Pour distiller sa puissance aux quatre roues, le W12 est couplé à une excellente boîte automatique à convertisseur ZF à 6 rapports. Ces derniers se succèdent sans à-coups, catapultant avec flegme notre coupé à des vitesses inavouables. Le kick-down ultra-sensible de la pédale d’accélérateur intervient toujours à bon escient et en douceur, à tel point que j’en oublie les palettes, placées, il est vrai, quelques millimètres trop loin du volant. Il existe également un mode « S » sur le sélectionneur, permettant simplement de grappiller quelques tours/minutes supplémentaires avant le changement de rapport et n’utilisant quasi jamais le 6e pignon afin d’obtenir une réponse encore plus franche en relance, par exemple. Superflu, mais la poussée sans fin du W12 vous collant dans le siège est tellement envoûtante !Sur route, la direction se révèle précise et permet de guider notre mastodonte au millimètre près. Impressionnant ! L’assistance variable est un modèle de progressivité et à haute vitesse la stabilité est impériale. Un petit bémol toutefois, quant à l’ergonomie du volant : les arêtes présentes au niveau des branches se trouvant sous les paumes sont certes douces, mais s’avèrent peu confortables au bout d’un certain temps, obligeant à souvent changer la position des mains.

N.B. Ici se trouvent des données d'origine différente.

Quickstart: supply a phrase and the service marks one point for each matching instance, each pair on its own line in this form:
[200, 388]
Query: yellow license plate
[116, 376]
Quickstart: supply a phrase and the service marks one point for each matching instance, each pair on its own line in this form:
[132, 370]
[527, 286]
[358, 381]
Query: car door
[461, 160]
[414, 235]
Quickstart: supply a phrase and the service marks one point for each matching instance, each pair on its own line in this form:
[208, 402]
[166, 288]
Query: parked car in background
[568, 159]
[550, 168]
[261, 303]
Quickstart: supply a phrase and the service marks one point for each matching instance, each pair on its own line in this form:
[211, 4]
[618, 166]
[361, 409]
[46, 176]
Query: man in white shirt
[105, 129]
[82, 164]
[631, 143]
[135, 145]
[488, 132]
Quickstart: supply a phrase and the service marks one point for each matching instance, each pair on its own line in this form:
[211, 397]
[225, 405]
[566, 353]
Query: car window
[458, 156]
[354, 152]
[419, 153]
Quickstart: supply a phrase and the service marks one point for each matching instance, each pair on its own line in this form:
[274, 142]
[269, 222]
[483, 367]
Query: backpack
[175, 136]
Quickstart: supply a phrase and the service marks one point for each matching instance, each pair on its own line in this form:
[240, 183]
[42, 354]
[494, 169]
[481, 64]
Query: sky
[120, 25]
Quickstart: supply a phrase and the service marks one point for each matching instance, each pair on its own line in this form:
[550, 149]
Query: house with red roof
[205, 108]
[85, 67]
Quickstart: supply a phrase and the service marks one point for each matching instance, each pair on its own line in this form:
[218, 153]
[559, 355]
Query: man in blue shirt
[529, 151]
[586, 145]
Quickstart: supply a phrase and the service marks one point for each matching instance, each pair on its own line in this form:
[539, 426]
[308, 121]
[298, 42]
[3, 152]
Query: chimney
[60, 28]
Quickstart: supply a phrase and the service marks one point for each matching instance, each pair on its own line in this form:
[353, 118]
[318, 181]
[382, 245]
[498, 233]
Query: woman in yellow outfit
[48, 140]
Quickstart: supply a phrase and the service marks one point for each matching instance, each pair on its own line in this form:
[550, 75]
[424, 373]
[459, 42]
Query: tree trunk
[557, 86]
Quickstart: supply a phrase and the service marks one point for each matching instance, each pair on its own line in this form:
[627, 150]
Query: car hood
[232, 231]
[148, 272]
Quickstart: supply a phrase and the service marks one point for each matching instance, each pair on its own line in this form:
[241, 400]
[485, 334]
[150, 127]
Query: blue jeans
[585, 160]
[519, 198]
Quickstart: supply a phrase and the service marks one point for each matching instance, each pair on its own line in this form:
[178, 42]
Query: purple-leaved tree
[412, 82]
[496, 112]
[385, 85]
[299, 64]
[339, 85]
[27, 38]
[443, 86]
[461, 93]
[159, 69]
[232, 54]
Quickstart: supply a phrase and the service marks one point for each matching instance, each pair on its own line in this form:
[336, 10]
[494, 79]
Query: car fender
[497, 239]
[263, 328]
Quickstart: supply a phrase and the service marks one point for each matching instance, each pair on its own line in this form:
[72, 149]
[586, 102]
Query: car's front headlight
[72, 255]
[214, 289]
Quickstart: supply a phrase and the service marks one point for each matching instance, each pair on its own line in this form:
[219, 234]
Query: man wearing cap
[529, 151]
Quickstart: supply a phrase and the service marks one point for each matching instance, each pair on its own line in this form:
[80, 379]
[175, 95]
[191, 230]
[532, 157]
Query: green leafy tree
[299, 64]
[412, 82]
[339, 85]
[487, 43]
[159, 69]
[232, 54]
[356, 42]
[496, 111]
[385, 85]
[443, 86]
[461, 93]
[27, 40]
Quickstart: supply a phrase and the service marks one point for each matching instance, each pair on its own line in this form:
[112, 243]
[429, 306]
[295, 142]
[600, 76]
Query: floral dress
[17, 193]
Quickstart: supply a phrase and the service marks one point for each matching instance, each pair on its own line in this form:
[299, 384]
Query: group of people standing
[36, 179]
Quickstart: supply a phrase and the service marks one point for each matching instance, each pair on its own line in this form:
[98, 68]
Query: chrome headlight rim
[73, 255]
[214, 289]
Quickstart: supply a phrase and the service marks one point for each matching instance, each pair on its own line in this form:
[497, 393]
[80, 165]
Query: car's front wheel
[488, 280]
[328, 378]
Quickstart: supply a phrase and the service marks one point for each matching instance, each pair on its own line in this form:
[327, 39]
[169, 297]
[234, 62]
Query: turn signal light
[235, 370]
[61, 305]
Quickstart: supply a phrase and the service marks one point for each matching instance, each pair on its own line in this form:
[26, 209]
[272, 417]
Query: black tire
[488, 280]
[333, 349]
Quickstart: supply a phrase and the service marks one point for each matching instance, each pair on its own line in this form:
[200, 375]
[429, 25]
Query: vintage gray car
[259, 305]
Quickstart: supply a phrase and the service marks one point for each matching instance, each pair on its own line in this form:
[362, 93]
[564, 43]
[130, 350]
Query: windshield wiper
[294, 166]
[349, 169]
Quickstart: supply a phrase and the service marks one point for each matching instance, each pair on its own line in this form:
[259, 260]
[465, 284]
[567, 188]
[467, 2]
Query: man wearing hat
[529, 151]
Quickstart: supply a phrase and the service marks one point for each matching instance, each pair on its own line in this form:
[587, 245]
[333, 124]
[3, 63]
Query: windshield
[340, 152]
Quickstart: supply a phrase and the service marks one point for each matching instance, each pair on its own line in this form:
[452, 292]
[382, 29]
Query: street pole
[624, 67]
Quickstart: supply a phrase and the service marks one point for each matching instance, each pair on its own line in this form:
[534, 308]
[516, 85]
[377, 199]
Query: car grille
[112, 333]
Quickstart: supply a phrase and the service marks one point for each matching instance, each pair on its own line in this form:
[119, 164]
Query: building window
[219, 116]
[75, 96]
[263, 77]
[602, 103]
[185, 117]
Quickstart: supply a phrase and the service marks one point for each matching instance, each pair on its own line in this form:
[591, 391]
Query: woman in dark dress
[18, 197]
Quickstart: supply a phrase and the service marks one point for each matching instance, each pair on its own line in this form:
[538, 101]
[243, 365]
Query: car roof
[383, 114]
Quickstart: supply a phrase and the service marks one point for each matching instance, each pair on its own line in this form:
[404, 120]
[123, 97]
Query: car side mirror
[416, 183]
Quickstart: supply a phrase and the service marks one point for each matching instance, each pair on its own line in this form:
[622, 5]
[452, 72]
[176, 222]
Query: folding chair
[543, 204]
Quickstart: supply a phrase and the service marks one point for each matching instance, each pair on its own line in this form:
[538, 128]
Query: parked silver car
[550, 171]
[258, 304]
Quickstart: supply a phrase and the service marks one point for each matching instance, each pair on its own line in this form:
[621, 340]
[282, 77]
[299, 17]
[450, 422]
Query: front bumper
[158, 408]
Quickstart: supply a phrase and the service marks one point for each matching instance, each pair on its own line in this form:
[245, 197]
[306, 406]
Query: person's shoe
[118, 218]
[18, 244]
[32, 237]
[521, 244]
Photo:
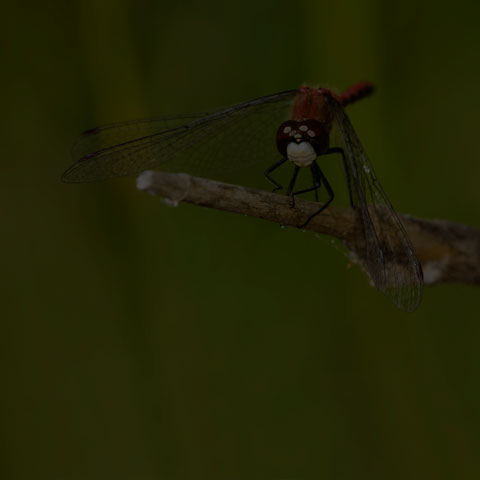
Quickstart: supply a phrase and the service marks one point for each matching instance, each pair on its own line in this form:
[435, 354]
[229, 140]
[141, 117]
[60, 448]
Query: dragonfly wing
[107, 136]
[386, 251]
[225, 141]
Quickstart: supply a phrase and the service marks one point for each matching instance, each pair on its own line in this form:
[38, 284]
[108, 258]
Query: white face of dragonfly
[300, 152]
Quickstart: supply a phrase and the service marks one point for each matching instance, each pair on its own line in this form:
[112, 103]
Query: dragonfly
[293, 128]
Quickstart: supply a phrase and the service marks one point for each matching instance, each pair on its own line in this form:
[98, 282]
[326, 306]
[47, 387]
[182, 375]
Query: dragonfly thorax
[301, 142]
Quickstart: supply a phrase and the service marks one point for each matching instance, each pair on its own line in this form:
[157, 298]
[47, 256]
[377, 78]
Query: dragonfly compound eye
[305, 139]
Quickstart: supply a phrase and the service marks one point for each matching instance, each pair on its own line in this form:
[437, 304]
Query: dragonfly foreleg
[320, 178]
[269, 170]
[316, 184]
[292, 184]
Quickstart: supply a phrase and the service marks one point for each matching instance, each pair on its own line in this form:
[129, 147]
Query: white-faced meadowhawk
[293, 127]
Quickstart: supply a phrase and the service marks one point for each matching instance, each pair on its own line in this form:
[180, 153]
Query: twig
[448, 252]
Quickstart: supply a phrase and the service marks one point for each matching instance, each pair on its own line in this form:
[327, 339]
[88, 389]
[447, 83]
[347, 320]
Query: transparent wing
[113, 134]
[204, 144]
[387, 253]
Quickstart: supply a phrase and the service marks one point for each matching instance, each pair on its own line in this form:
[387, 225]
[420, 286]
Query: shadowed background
[141, 341]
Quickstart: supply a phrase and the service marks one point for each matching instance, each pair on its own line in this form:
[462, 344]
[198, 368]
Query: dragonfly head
[301, 142]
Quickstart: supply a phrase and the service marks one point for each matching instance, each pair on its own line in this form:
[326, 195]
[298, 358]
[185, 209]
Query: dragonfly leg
[346, 169]
[316, 184]
[269, 170]
[292, 184]
[320, 178]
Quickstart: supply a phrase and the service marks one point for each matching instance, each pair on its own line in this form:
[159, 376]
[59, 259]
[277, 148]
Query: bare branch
[448, 252]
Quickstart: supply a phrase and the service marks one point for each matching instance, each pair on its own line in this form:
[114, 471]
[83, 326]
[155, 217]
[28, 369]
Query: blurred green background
[146, 342]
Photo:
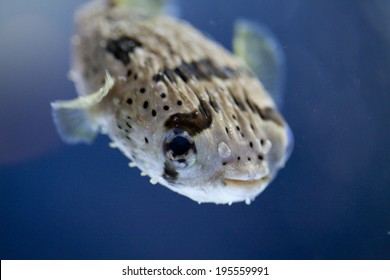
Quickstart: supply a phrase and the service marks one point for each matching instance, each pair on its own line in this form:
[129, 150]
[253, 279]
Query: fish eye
[179, 148]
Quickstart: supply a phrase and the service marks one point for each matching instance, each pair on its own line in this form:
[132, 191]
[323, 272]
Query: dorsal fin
[149, 7]
[256, 45]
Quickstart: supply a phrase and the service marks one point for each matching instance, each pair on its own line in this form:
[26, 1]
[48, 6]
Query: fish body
[184, 110]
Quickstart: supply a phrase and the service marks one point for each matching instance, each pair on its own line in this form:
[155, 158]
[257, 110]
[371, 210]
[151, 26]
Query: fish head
[202, 155]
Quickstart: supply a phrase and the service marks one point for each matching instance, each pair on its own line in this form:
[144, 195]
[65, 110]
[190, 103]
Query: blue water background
[332, 200]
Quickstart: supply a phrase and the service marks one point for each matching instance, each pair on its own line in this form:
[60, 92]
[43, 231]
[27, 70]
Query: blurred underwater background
[331, 201]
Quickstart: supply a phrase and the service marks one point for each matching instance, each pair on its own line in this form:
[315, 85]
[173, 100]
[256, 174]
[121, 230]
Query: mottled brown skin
[168, 75]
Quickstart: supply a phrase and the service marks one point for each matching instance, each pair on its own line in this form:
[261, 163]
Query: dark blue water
[332, 201]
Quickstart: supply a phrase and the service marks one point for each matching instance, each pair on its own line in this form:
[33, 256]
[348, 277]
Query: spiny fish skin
[188, 113]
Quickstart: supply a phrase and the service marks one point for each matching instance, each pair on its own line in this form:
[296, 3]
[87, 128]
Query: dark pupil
[179, 146]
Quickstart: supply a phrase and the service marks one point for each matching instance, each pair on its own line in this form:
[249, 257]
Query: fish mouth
[236, 183]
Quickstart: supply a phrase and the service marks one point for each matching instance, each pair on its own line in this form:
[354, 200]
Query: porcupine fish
[184, 110]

Question tenue de route, aucun reproche. Avec son arme de guerre sous le capot, on pourrait légitimement croire que le moindre coup de cravache se traduit par une ruade du train arrière. Mais pensez-donc ! Avec ses 4 roues motrices chaussées en PZero spécifiques de 275 au grip exemplaire et sa direction incisive, la Continental GT Speed a un comportement on ne peut plus rigoureux et ultra-sécurisant en toutes circonstances. L’amortissement a également été revu par rapport à la GT classique : l’utilisation de pièces en aluminium réduisant les masses non-suspendues et les ressorts pneumatiques associés aux grosses barres antiroulis plus raides, le tout piloté en mode « Dynamic » par la gestion d’amortissement, permettent à notre coupé d’adopter un comportement sportif, stable et neutre, prenant peu de roulis et ménageant les lombaires des passagers et le confort à bord. Bluffant ! Cependant, l’agilité est quelque peu mise à mal compte tenu de l’embonpoint de notre engin. En conduite normale, nul besoin de préciser que Bentley n’a strictement rien à prouver à qui que ce soit en termes de confort. Le filtrage des aspérités de l’asphalte est tellement excellent qu’il faut bien lire sur le flanc des pneus pour constater que ce sont des « taille basse » qui ont habituellement comme principal défaut de péjorer le bien-être des des passagers à bord. A noter enfin que pour assurer un maximum de stabilité à haute vitesse, un petit aileron placé au bas de la vitre arrière s’extrait à partir de 110 km/h.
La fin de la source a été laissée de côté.